A few people forwarded this Salon.com article to me on editing that I found interesting--it's about magazine editing, but I think still applicable to books. An excerpt:
To people not in the business, editing is a mysterious thing...Many times over the past 20 years, people have asked me, "What exactly does an editor do?"

It's not an easy question to answer. Editors are craftsmen, ghosts, psychiatrists, bullies, sparring partners, experts, enablers, ignoramuses, translators, writers, goalies, friends, foremen, wimps, ditch diggers, mind readers, coaches, bomb throwers, muses and spittoons -- sometimes all while working on the same piece.

Read the whole article here.

When I'm asked what I do at parties or elsewhere, I answer "I'm a children's book editor," and the conversation oftentimes ends with the other person saying, "Wow, that's cool!" or "Oh, interesting," and then not knowing what more to say. But occasionally it starts a whole conversation about what being an editor entails, usually starting when the person says, "Oh, I could never do that, I'm horrible at grammar" to which I say, "Yeah, I am, too." For some reason, many people assume that when I say I'm a children's book editor, I actually write (or want to write) children's book. "No, I don't write, I'm an editor."

It is truly a mysterious thing for those not in the business. I assume that most (if not all) of the readers of this blog are in the business is some way, so I won't go into more detail regarding what a children's book editor actually does, but if anyone would like me to go through my duties in a future post, I'd be happy to oblige. But briefly, as I described it once on a panel discussion, I'm basically a project manager, and I will say that I completely agree with "the editor should be invisible" and the "asking questions" model.

Here's a wrap-up of some of my other posts on editing:
How I edit
Young 'uns
Writing versus Editing
How do I know I'm a good editor?
Friendship in work
Give credit where credit is due?
Editing styles and Comic Con
And what makes me so qualified to edit children's books?

And a wonderfully informative post from our guest blogger of what an editor at a packager does:
What's with these packaged books?

In other news, I finally finished Harry Potter and the Deathly Hallows this weekend. Thanks to Anna for her patience in letting me silently tear through the last 100 pages or so while she was cooking us dinner. And for cheerfully asking me how it ended and letting me "spoil" it for her, because of course I was dying to talk about it. We wondered this weekend if anything like the publication of this last HP book would ever happen again, if ever the publication of one book would be so widely heralded and eagerly awaited, crossing gender and age lines. Hard to imagine it happening again, but I hope it does.

4 comments:

cloudscome said...

Thanks for this post. It's really helpful to me and I am glad to have the links to your other editor posts. I have so much to learn!

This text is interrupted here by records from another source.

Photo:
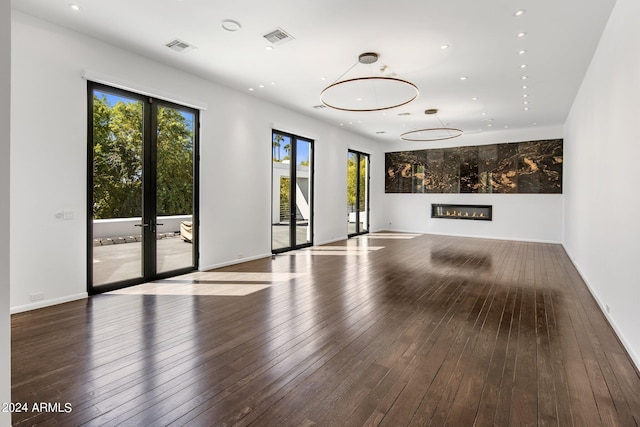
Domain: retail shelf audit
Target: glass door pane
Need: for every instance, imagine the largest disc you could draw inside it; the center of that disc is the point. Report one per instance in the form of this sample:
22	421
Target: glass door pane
352	186
117	188
303	192
363	196
292	192
357	193
281	203
173	226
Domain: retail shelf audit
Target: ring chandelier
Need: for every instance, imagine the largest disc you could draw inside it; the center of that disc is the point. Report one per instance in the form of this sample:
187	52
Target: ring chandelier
372	93
432	134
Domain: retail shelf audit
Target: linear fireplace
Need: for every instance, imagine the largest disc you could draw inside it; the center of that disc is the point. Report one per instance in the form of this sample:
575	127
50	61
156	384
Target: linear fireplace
473	212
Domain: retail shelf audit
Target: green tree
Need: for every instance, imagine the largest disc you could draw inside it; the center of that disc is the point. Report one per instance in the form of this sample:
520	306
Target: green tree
175	163
117	160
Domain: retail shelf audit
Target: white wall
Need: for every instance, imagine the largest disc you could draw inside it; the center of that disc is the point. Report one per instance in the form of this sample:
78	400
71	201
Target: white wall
602	150
48	161
5	318
527	217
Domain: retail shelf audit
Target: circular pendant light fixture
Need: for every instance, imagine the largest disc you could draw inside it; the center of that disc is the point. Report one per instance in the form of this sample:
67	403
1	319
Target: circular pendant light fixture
372	93
432	134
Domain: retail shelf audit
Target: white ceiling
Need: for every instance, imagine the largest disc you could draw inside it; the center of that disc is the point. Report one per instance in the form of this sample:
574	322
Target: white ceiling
408	35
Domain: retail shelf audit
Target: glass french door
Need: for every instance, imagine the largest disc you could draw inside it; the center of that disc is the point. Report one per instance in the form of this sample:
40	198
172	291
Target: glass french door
357	193
142	221
292	192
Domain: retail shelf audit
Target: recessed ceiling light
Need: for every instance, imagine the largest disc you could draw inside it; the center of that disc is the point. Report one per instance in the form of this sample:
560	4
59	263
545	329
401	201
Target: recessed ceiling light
231	25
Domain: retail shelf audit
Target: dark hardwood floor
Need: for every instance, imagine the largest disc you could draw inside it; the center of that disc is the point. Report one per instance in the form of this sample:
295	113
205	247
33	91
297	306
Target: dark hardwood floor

I finished DH over the weekend. It was great but I have some questions not yet answered. It is great to have so many people to read/talk with about it!

stacy said...

I've been meaning to blog about that article since I saw it last week, myself. But a little rollerblading accident kind of got in the way. :) Thanks for blogging about it, and I'll try to post my own thoughts on it sometime this week.

Anonymous said...

that was a really nice article to read. especially right after getting one of those manuscript-crushing letters from an editor that you *know* is going to make your book the best friggin book on the planet, but, at the same time, makes you feel like an utter piece of poo. we're all just a bunch of chiquitas trying to say something, I guess. thank god for editors who help us sound less stupid in the process.

Emily Jiang said...

Thanks, Alvina, for providing and writing such great editing resources!